Sometimes it seems the refills are just BAD.  Could be that being shipped from Germany to Taiwan, then to USA just doesn't enhance their performance.  Made a group of pens (Jr. Statesmen and Jr. Gents) for England the other day, 4 of the rollerballs leaked all over the pens (fortunately I "showed them off" to a friend who caught the problem, so I removed the refills (and cleaned the pens) before shipping off.

Periodically, I get crappy refills with the pens - I've always considered it a "occupational hazard".  Now, with the kits being so expensive, I should probably learn to complain.  

FWIW


----------



## arioux (Jul 25, 2007)

Hi,

This is just a personnal opinion but i begin to think that i should just trow away what ever comes with the kit a get new refils in.  We don't have any idea of how the kits were handled and in what condition the kits where stored.  If they where stored in a non heating container, in the freezing cold of a dock for several days or weeks, wich i suspect, no wonder why we have so many problems with some batches and none with others.

Just my .02 canadian cents, getting closer to the us$ [}]

Alfred


----------



## Rudy Vey (Jul 25, 2007)

Thats a common problem with the Hauser refills. They seem not last too long. I use them in the pens as the first refill, but always give a Schmidt refill for free with it. There was a group buy some time back and one could get them real cheap. I have contacted the person who run that buy, but he can not do this anymore, he said he needed to buy 2000 refills at a time.
However, there are other options. Some use the Pilot refills, I add also the Uniball refill to my list. The latter is supposedly the only one that is check-safe (whatever this means). I have tested both of these refills (approx 42 for a two-pack at Staples or else), but I must say they both tend to smear sometimes (I believe it depends on the paper, though). If you want to get them, take a sample refill to the store, they have a nice selection of refills.

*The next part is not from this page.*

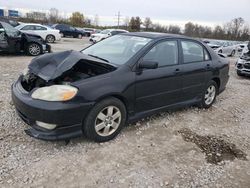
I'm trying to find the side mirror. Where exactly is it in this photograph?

The Schmidt, however, is still my favourite and it comes in two versions, the plastic (like the ones that come with Gents Jr) or the metal version that comes with the higher end kits of CSUSA. Both can be had at ant store/website etc that deals with pens and their refills.

I have bought here as well:
http://www.theinkflow.com/schmidt_cat.htm

BTW, giving away a free refill with sale of a $100 pen goes a long way - most of my customers are very appreciative of this .


----------



## ed4copies (Jul 25, 2007)

If I ever sell a $100 rollerball, I'll keep that in mind Rudy!!!!!

(Some guys are good, I ain't one of em!)[][][][]


----------



## Rifleman1776 (Jul 25, 2007)

First, look to see if the point has a protective covering. If it does, remove with your fingernail. As for brands, I believe the Schmidt is far and away the superior refill.


----------



## Rojo22 (Jul 25, 2007)

Thanks for the experience and information, I knew everyone would be able to offer me some insight. 

I have not seen a protective wax or other material on these cartridges, but I will look again. 

I will try and see what I can do for the metal refills if they fit the same as the plastic ones, and see what that costs per pen.  I prefer the Hauser refills myself, and would like to offer them if possible.


----------



## wdcav1952 (Jul 25, 2007)

Two quotes from Ed4Copies:

I should probably learn to complain

Just who do you think you are kidding/!?!?!?!?!?

(Some guys are good, I ain't one of em!)

Ahh, truth from the Mouth of Wisconsin!! 

[}][][][}][][]


----------